L’Organisation de coopération de Shanghai (OCS) est un autre endroit où le rapport indique que la Chine pourrait avoir un impact positif sur les problèmes israélo-iraniens. Israël a demandé à l’OCS le statut de partenaire de dialogue, qui est inférieur de deux degrés au statut de membre à part entière.

Si Israël est admis, l’État juif occuperait une partie du même espace diplomatique que l’Iran. L’INSS spécule que « la proximité relative dans de tels forums permet la possibilité de contacts négociés par des tiers comme la Chine (ou la Russie) », tout en concédant que les progrès de tels contacts seraient encore probablement très limités.

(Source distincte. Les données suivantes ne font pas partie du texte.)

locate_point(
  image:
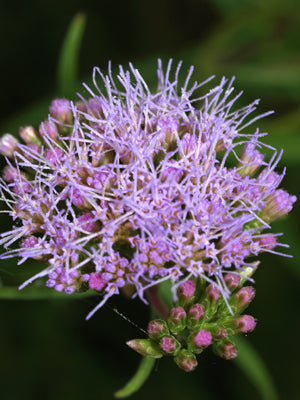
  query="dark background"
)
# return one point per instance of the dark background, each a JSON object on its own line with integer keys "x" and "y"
{"x": 47, "y": 348}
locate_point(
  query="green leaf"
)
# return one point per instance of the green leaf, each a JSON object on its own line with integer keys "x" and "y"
{"x": 41, "y": 293}
{"x": 254, "y": 368}
{"x": 138, "y": 379}
{"x": 67, "y": 72}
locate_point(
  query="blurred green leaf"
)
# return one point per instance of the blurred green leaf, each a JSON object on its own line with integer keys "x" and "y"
{"x": 165, "y": 293}
{"x": 138, "y": 379}
{"x": 254, "y": 368}
{"x": 67, "y": 72}
{"x": 44, "y": 293}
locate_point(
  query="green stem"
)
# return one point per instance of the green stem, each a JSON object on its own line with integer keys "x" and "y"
{"x": 156, "y": 303}
{"x": 138, "y": 379}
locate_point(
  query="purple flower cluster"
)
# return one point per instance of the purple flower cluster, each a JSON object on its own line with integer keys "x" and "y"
{"x": 135, "y": 187}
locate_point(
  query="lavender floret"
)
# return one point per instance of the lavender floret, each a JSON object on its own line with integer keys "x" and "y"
{"x": 133, "y": 187}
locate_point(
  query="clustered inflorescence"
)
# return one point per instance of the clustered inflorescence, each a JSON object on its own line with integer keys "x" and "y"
{"x": 200, "y": 318}
{"x": 134, "y": 187}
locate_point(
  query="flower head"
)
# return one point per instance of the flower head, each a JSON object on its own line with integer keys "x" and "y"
{"x": 135, "y": 187}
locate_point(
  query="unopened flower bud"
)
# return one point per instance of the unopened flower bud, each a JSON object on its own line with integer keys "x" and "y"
{"x": 28, "y": 135}
{"x": 8, "y": 144}
{"x": 60, "y": 110}
{"x": 268, "y": 242}
{"x": 48, "y": 130}
{"x": 198, "y": 341}
{"x": 169, "y": 345}
{"x": 186, "y": 292}
{"x": 157, "y": 328}
{"x": 240, "y": 300}
{"x": 177, "y": 319}
{"x": 251, "y": 160}
{"x": 225, "y": 349}
{"x": 244, "y": 324}
{"x": 212, "y": 294}
{"x": 186, "y": 360}
{"x": 277, "y": 205}
{"x": 145, "y": 347}
{"x": 232, "y": 281}
{"x": 195, "y": 315}
{"x": 211, "y": 299}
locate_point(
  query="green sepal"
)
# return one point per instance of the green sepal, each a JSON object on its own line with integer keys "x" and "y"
{"x": 145, "y": 347}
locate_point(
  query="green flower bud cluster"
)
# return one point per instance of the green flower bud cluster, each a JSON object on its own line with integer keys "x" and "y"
{"x": 199, "y": 318}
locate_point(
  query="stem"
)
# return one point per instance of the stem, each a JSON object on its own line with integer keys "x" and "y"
{"x": 157, "y": 304}
{"x": 138, "y": 379}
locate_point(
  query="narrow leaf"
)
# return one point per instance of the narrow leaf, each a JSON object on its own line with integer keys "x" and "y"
{"x": 67, "y": 72}
{"x": 138, "y": 379}
{"x": 254, "y": 368}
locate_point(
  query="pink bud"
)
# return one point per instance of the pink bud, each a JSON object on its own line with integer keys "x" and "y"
{"x": 202, "y": 339}
{"x": 48, "y": 130}
{"x": 232, "y": 281}
{"x": 212, "y": 294}
{"x": 60, "y": 110}
{"x": 96, "y": 282}
{"x": 169, "y": 344}
{"x": 244, "y": 297}
{"x": 28, "y": 135}
{"x": 8, "y": 144}
{"x": 245, "y": 323}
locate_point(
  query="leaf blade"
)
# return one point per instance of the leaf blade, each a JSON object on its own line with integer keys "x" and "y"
{"x": 67, "y": 70}
{"x": 254, "y": 368}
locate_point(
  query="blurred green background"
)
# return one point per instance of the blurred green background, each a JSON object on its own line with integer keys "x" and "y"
{"x": 47, "y": 348}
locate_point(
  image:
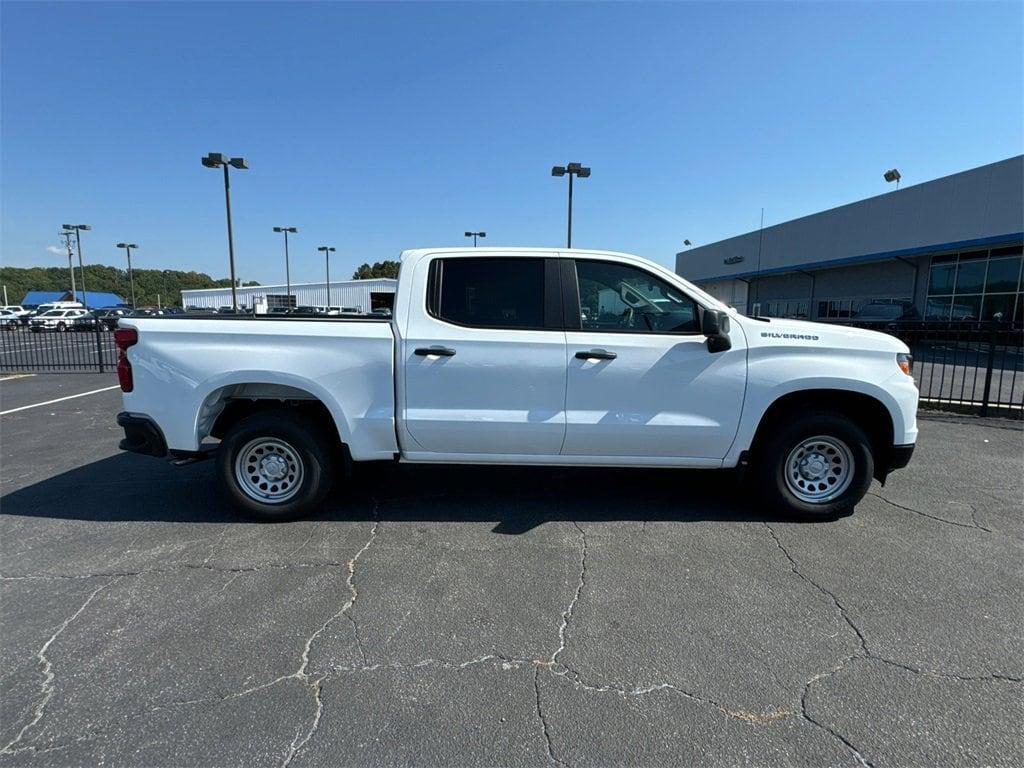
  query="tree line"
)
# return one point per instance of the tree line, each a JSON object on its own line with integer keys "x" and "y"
{"x": 378, "y": 269}
{"x": 168, "y": 284}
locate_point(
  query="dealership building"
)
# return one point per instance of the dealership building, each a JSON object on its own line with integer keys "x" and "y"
{"x": 947, "y": 249}
{"x": 361, "y": 295}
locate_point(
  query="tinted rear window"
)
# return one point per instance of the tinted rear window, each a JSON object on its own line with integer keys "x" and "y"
{"x": 492, "y": 292}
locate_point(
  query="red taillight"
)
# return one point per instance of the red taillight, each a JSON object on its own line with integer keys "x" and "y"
{"x": 124, "y": 338}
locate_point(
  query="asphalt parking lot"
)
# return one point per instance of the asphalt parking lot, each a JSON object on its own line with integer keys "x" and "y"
{"x": 471, "y": 616}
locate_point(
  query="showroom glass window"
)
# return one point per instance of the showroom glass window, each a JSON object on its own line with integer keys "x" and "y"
{"x": 977, "y": 285}
{"x": 617, "y": 298}
{"x": 488, "y": 292}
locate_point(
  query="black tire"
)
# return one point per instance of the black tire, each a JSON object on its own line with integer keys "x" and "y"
{"x": 775, "y": 450}
{"x": 305, "y": 441}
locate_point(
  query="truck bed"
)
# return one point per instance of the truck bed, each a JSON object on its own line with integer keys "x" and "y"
{"x": 197, "y": 364}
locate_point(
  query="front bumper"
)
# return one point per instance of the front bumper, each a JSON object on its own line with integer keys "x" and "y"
{"x": 141, "y": 435}
{"x": 899, "y": 457}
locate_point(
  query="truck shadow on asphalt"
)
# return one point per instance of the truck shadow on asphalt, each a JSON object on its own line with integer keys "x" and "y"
{"x": 126, "y": 487}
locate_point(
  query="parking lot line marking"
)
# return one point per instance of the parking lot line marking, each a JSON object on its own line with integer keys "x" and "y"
{"x": 58, "y": 399}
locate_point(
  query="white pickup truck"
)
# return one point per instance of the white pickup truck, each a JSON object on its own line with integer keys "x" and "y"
{"x": 522, "y": 356}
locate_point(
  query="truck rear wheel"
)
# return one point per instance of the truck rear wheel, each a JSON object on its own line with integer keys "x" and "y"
{"x": 817, "y": 466}
{"x": 275, "y": 465}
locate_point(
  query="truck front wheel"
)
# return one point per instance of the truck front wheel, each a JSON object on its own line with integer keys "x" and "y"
{"x": 816, "y": 466}
{"x": 275, "y": 465}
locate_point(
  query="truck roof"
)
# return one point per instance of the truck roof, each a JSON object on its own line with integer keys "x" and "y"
{"x": 518, "y": 251}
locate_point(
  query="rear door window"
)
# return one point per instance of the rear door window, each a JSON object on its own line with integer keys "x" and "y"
{"x": 488, "y": 292}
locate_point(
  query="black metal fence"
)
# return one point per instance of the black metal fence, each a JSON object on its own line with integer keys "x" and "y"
{"x": 968, "y": 367}
{"x": 88, "y": 350}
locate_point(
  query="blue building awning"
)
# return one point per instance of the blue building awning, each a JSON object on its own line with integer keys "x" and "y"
{"x": 89, "y": 298}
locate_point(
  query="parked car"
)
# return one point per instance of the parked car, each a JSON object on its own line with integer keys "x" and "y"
{"x": 85, "y": 322}
{"x": 9, "y": 320}
{"x": 54, "y": 320}
{"x": 488, "y": 361}
{"x": 109, "y": 316}
{"x": 17, "y": 310}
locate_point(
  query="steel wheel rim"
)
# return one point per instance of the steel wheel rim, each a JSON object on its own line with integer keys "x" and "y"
{"x": 818, "y": 469}
{"x": 268, "y": 470}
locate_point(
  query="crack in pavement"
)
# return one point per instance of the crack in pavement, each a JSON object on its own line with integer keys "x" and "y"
{"x": 562, "y": 630}
{"x": 864, "y": 652}
{"x": 173, "y": 569}
{"x": 46, "y": 688}
{"x": 299, "y": 742}
{"x": 934, "y": 517}
{"x": 753, "y": 718}
{"x": 545, "y": 729}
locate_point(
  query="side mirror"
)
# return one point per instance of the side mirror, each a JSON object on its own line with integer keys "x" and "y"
{"x": 715, "y": 325}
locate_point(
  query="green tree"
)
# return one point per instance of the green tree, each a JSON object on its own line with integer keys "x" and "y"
{"x": 379, "y": 269}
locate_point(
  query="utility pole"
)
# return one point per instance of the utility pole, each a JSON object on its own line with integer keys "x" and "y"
{"x": 77, "y": 228}
{"x": 570, "y": 170}
{"x": 71, "y": 263}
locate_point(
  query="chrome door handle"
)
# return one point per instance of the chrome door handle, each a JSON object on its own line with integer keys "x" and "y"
{"x": 439, "y": 351}
{"x": 596, "y": 354}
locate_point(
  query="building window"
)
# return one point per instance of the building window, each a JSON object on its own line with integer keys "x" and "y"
{"x": 793, "y": 308}
{"x": 977, "y": 285}
{"x": 280, "y": 301}
{"x": 850, "y": 307}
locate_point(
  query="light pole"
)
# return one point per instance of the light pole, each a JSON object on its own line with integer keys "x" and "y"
{"x": 77, "y": 228}
{"x": 216, "y": 160}
{"x": 131, "y": 276}
{"x": 71, "y": 265}
{"x": 288, "y": 271}
{"x": 572, "y": 169}
{"x": 328, "y": 250}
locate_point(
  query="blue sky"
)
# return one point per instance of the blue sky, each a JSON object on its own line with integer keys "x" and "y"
{"x": 384, "y": 126}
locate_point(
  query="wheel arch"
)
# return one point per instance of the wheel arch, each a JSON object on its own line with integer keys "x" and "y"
{"x": 227, "y": 402}
{"x": 867, "y": 412}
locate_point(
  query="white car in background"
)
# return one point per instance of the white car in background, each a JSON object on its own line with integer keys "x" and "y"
{"x": 9, "y": 318}
{"x": 55, "y": 320}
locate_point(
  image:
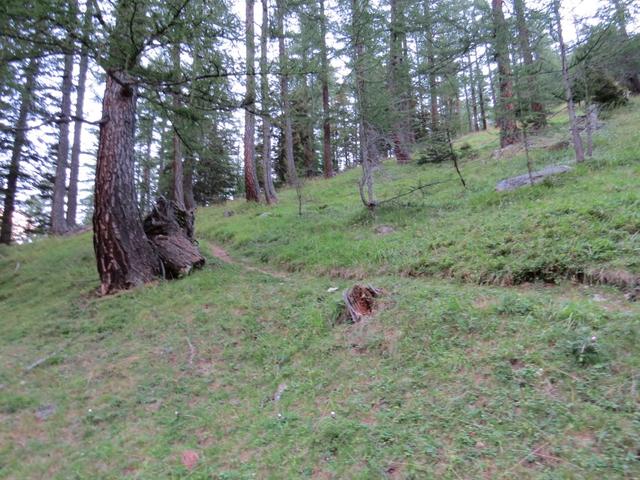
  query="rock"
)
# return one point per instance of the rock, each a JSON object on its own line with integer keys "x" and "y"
{"x": 384, "y": 229}
{"x": 45, "y": 411}
{"x": 522, "y": 180}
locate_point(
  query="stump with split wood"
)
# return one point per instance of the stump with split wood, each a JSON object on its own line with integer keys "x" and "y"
{"x": 169, "y": 227}
{"x": 361, "y": 301}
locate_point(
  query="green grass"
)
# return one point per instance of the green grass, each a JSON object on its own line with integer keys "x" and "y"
{"x": 455, "y": 377}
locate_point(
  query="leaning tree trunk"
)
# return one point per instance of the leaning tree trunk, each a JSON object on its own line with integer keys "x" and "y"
{"x": 74, "y": 167}
{"x": 267, "y": 179}
{"x": 575, "y": 134}
{"x": 506, "y": 108}
{"x": 26, "y": 102}
{"x": 327, "y": 164}
{"x": 58, "y": 221}
{"x": 292, "y": 174}
{"x": 250, "y": 174}
{"x": 124, "y": 255}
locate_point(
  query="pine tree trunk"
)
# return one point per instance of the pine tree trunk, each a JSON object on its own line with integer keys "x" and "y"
{"x": 267, "y": 179}
{"x": 177, "y": 168}
{"x": 540, "y": 119}
{"x": 398, "y": 94}
{"x": 76, "y": 149}
{"x": 124, "y": 255}
{"x": 575, "y": 134}
{"x": 480, "y": 78}
{"x": 26, "y": 103}
{"x": 145, "y": 197}
{"x": 474, "y": 102}
{"x": 58, "y": 221}
{"x": 292, "y": 175}
{"x": 327, "y": 164}
{"x": 431, "y": 59}
{"x": 506, "y": 109}
{"x": 250, "y": 174}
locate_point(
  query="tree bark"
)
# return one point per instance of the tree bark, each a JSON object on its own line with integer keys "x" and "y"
{"x": 58, "y": 221}
{"x": 575, "y": 134}
{"x": 26, "y": 103}
{"x": 250, "y": 174}
{"x": 72, "y": 194}
{"x": 177, "y": 168}
{"x": 267, "y": 179}
{"x": 327, "y": 164}
{"x": 292, "y": 175}
{"x": 431, "y": 59}
{"x": 537, "y": 109}
{"x": 399, "y": 98}
{"x": 506, "y": 109}
{"x": 124, "y": 255}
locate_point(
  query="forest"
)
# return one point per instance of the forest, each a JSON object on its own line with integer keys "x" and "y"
{"x": 319, "y": 239}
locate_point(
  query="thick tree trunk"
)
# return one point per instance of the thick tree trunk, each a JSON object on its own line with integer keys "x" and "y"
{"x": 327, "y": 164}
{"x": 74, "y": 167}
{"x": 575, "y": 134}
{"x": 124, "y": 255}
{"x": 26, "y": 103}
{"x": 58, "y": 221}
{"x": 250, "y": 174}
{"x": 267, "y": 179}
{"x": 506, "y": 109}
{"x": 292, "y": 175}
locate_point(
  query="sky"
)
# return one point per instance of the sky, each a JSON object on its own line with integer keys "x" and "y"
{"x": 93, "y": 107}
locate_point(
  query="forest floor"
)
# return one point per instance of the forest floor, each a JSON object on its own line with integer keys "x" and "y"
{"x": 494, "y": 354}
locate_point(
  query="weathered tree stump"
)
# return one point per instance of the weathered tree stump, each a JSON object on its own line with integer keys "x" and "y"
{"x": 360, "y": 301}
{"x": 170, "y": 230}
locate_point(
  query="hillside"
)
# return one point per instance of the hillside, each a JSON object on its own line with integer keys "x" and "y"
{"x": 503, "y": 348}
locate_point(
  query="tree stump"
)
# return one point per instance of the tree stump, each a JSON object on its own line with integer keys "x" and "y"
{"x": 360, "y": 301}
{"x": 170, "y": 230}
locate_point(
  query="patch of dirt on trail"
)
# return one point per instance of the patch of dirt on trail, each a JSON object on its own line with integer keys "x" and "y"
{"x": 221, "y": 254}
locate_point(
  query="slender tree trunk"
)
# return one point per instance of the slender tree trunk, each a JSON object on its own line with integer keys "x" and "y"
{"x": 19, "y": 139}
{"x": 474, "y": 102}
{"x": 145, "y": 202}
{"x": 251, "y": 189}
{"x": 367, "y": 160}
{"x": 76, "y": 149}
{"x": 431, "y": 59}
{"x": 177, "y": 168}
{"x": 506, "y": 109}
{"x": 292, "y": 175}
{"x": 327, "y": 164}
{"x": 396, "y": 79}
{"x": 537, "y": 109}
{"x": 58, "y": 222}
{"x": 267, "y": 178}
{"x": 124, "y": 256}
{"x": 575, "y": 134}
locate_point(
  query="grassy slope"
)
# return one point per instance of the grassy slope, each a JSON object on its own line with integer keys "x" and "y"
{"x": 449, "y": 380}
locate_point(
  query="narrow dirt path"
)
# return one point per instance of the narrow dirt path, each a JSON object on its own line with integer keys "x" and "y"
{"x": 221, "y": 254}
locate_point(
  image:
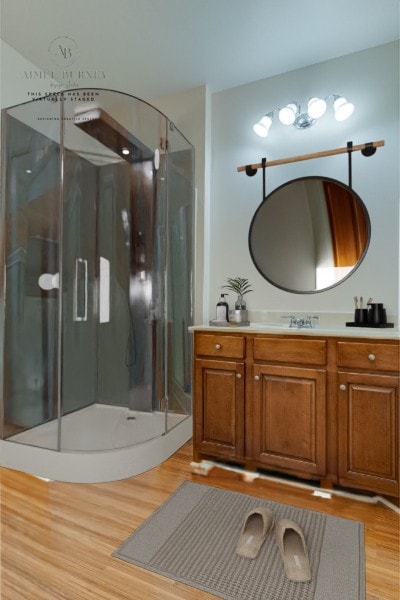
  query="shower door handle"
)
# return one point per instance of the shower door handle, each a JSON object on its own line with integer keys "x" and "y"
{"x": 80, "y": 289}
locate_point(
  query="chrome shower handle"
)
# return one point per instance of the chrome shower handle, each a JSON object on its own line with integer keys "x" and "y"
{"x": 78, "y": 313}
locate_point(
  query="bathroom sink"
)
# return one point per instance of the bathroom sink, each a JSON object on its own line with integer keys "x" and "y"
{"x": 271, "y": 325}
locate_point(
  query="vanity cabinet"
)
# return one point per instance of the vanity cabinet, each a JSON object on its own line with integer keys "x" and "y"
{"x": 368, "y": 416}
{"x": 287, "y": 428}
{"x": 317, "y": 407}
{"x": 219, "y": 396}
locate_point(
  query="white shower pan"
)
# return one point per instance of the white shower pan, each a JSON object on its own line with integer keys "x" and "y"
{"x": 136, "y": 440}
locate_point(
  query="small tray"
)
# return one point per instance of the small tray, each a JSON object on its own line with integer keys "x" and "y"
{"x": 371, "y": 325}
{"x": 232, "y": 324}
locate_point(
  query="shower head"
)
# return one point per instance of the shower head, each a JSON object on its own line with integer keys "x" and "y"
{"x": 126, "y": 224}
{"x": 104, "y": 128}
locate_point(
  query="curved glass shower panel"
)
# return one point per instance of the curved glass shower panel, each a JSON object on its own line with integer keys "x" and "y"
{"x": 30, "y": 253}
{"x": 97, "y": 250}
{"x": 180, "y": 190}
{"x": 114, "y": 269}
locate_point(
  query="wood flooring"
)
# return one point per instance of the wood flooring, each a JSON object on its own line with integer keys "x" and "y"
{"x": 57, "y": 538}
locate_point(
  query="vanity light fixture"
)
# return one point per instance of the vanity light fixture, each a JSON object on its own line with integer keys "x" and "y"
{"x": 291, "y": 114}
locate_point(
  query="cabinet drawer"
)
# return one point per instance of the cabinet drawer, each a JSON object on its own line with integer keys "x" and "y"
{"x": 226, "y": 346}
{"x": 289, "y": 350}
{"x": 367, "y": 355}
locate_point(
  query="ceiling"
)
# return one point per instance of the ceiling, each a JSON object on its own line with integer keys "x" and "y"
{"x": 155, "y": 47}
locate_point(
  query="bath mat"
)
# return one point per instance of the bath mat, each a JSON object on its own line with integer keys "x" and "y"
{"x": 192, "y": 537}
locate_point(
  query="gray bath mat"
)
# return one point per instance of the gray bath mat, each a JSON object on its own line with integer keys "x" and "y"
{"x": 192, "y": 538}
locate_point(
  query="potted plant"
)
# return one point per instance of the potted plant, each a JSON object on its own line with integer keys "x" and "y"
{"x": 241, "y": 287}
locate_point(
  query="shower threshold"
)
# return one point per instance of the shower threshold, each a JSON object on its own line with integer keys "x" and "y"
{"x": 93, "y": 462}
{"x": 99, "y": 427}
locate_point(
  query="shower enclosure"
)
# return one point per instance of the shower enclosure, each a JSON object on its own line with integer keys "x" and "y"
{"x": 96, "y": 284}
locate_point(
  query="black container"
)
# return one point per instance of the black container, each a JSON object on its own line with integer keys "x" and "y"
{"x": 361, "y": 315}
{"x": 376, "y": 314}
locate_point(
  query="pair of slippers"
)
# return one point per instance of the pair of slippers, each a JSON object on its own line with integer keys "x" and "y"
{"x": 289, "y": 537}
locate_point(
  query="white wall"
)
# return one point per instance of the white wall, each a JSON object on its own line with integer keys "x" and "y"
{"x": 370, "y": 79}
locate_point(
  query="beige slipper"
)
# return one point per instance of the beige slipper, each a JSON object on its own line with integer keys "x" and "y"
{"x": 256, "y": 526}
{"x": 293, "y": 549}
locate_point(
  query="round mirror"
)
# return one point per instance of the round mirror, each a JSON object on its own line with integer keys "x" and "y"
{"x": 309, "y": 234}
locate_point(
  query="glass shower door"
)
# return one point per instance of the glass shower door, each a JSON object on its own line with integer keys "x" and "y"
{"x": 30, "y": 253}
{"x": 79, "y": 304}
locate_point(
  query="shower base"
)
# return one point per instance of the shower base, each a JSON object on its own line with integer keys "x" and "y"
{"x": 99, "y": 427}
{"x": 98, "y": 443}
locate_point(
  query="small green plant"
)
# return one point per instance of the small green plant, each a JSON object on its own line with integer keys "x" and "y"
{"x": 241, "y": 286}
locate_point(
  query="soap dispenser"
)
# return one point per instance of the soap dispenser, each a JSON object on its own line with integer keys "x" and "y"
{"x": 222, "y": 309}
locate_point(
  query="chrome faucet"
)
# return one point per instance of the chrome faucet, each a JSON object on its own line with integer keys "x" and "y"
{"x": 301, "y": 322}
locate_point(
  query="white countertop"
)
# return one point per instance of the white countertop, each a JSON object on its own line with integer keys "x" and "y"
{"x": 284, "y": 329}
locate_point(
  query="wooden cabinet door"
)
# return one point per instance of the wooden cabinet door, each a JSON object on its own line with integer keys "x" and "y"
{"x": 368, "y": 422}
{"x": 289, "y": 424}
{"x": 219, "y": 408}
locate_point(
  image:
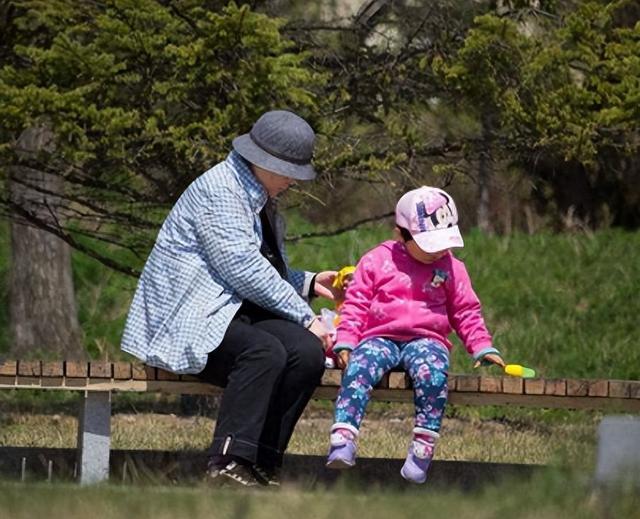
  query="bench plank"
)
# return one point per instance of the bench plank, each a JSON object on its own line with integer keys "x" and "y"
{"x": 100, "y": 369}
{"x": 75, "y": 369}
{"x": 29, "y": 368}
{"x": 9, "y": 368}
{"x": 52, "y": 369}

Le rapport avertit Israël de veiller à équilibrer sa proximité avec la Chine avec son alliance avec les États-Unis et avec le risque de fuite d’informations vers la République islamique.

Il déclare que « la présence d’entreprises publiques chinoises et de leurs filiales dans des projets de construction et d’infrastructure en Iran et en Israël nécessite un traitement et un cloisonnement soigneux, et Jérusalem doit supposer le partage d’informations entre Pékin et Téhéran ».«Certains de ces projets sont câblés avec des réseaux de contrôle, de signalisation et de surveillance en boucle dans des réseaux urbains ou nationaux plus larges qui peuvent être perturbés et manipulés électroniquement, tandis que d’autres peuvent être situés à proximité de sites gouvernementaux sensibles, notamment militaires, navals, et des installations de renseignement », indique le rapport.

Selon l’INSS, « le China Railway Tunnel Group, détenant 51 % des parts d’un consortium conjoint qui construit une grande partie du segment de la ligne rouge du réseau de métro léger de Tel-Aviv, est une filiale de CREC ». Mais « le CREC est en partenariat avec le conglomérat Khatam al-Anbia du CGRI (impliqué dans le creusement de tunnels avec le H/amas à G6aza et le H6ezbollah au Liban) dans la construction du train rapide Téhéran-Qom-Ispahan », note Lim.

Le rapport explique : « Pour la part d’Israël, reconnaître les forces et les limites des relations sino-iraniennes sera crucial pour poursuivre la neutralisation de la menace. Lim est conseiller principal en matière de risques pour le Moyen-Orient et l’Afrique du Nord chez IHS Markit Country Risk,  où il dirige le  bureau Iran  et est chercheur à l’INSS.